Department of Biological Science, University of Pittsburgh, Pittsburgh, PA 15260, USA.
Antiviral Res. 2012 Oct;96(1):70-81. doi: 10.1016/j.antiviral.2012.07.012. Epub 2012 Aug 7.
New polyomaviruses are continually being identified, and it is likely that links between this virus family and disease will continue to emerge. Unfortunately, a specific treatment for polyomavirus-associated disease is lacking. Because polyomaviruses express large Tumor Antigen, TAg, we hypothesized that small molecule inhibitors of the essential ATPase activity of TAg would inhibit viral replication. Using a new screening platform, we identified inhibitors of TAg's ATPase activity. Lead compounds were moved into a secondary assay, and ultimately two FDA approved compounds, bithionol and hexachlorophene, were identified as the most potent TAg inhibitors known to date. Both compounds inhibited Simian Virus 40 replication as assessed by plaque assay and quantitative PCR. Moreover, these compounds inhibited BK virus, which causes BKV Associated Nephropathy. In neither case was host cell viability compromised at these concentrations. Our data indicate that directed screening for TAg inhibitors is a viable method to identify polyomavirus inhibitors, and that bithionol and hexachlorophene represent lead compounds that may be further modified and/or ultimately used to combat diseases associated with polyomavirus infection.

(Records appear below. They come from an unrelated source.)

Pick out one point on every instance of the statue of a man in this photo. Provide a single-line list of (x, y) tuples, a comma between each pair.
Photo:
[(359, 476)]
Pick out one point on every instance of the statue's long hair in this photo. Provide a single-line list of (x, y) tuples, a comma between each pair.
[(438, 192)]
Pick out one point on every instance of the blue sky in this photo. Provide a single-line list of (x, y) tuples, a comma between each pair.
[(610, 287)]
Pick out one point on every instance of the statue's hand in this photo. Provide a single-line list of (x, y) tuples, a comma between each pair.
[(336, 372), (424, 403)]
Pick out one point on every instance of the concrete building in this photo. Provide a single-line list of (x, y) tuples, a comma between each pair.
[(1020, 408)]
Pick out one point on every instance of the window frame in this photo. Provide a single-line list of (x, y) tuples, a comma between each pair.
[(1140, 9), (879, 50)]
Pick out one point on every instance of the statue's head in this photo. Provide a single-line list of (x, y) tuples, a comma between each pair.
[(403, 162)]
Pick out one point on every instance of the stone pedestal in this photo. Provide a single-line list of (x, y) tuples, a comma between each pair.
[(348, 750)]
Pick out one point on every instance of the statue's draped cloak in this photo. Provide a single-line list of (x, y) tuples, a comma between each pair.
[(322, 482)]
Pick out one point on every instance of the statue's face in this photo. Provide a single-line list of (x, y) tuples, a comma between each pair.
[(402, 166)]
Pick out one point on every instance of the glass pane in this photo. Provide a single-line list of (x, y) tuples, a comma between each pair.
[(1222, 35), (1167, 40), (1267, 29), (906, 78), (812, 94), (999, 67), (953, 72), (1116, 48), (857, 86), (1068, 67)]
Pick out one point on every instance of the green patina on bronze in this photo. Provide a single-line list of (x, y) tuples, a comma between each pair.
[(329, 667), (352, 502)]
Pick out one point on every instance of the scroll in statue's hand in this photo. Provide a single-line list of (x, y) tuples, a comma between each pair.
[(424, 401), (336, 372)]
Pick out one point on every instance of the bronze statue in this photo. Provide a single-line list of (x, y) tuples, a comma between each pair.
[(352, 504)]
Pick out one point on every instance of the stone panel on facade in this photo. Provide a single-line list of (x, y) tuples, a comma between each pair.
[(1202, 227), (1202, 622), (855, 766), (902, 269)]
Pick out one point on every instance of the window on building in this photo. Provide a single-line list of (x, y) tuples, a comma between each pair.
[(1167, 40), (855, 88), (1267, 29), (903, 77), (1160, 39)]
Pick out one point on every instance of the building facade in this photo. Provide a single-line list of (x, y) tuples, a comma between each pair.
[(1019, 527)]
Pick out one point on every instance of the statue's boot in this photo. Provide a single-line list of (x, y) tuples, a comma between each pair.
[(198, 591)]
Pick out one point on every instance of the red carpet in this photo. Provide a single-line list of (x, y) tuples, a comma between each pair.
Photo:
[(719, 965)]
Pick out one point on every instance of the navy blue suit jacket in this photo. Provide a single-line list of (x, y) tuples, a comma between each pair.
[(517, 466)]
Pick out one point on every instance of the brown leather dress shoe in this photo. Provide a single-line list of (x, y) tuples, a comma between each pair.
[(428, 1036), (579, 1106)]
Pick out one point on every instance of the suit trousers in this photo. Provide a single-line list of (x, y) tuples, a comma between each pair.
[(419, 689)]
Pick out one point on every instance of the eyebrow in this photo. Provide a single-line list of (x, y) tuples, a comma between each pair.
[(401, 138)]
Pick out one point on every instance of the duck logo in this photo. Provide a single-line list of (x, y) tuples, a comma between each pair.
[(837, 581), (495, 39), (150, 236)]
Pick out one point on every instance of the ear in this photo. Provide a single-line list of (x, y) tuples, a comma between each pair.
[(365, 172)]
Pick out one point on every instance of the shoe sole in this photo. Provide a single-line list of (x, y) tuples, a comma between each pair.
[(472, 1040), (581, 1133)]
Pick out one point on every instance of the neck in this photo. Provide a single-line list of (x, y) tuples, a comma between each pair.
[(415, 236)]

新的多瘤病毒不断被发现,这种病毒家族与疾病之间的联系可能会继续出现。不幸的是,目前缺乏针对多瘤病毒相关疾病的特定治疗方法。由于多瘤病毒表达大的肿瘤抗原 TAg,我们假设 TAg 的必需 ATP 酶活性的小分子抑制剂将抑制病毒复制。使用新的筛选平台,我们鉴定了 TAg 的 ATP 酶活性抑制剂。先导化合物被转移到二次测定中,最终两种获得 FDA 批准的化合物,双羟萘酸和六氯酚,被鉴定为迄今为止已知最有效的 TAg 抑制剂。这两种化合物都抑制了猴病毒 40 的复制,如通过噬菌斑测定和定量 PCR 评估。此外,这两种化合物还抑制了 BK 病毒,后者可引起 BK 病毒相关肾病。在这些浓度下,宿主细胞活力均未受到损害。我们的数据表明,针对 TAg 抑制剂的定向筛选是一种可行的方法,可以鉴定多瘤病毒抑制剂,并且双羟萘酸和六氯酚代表可能进一步修饰和/或最终用于治疗与多瘤病毒感染相关疾病的先导化合物。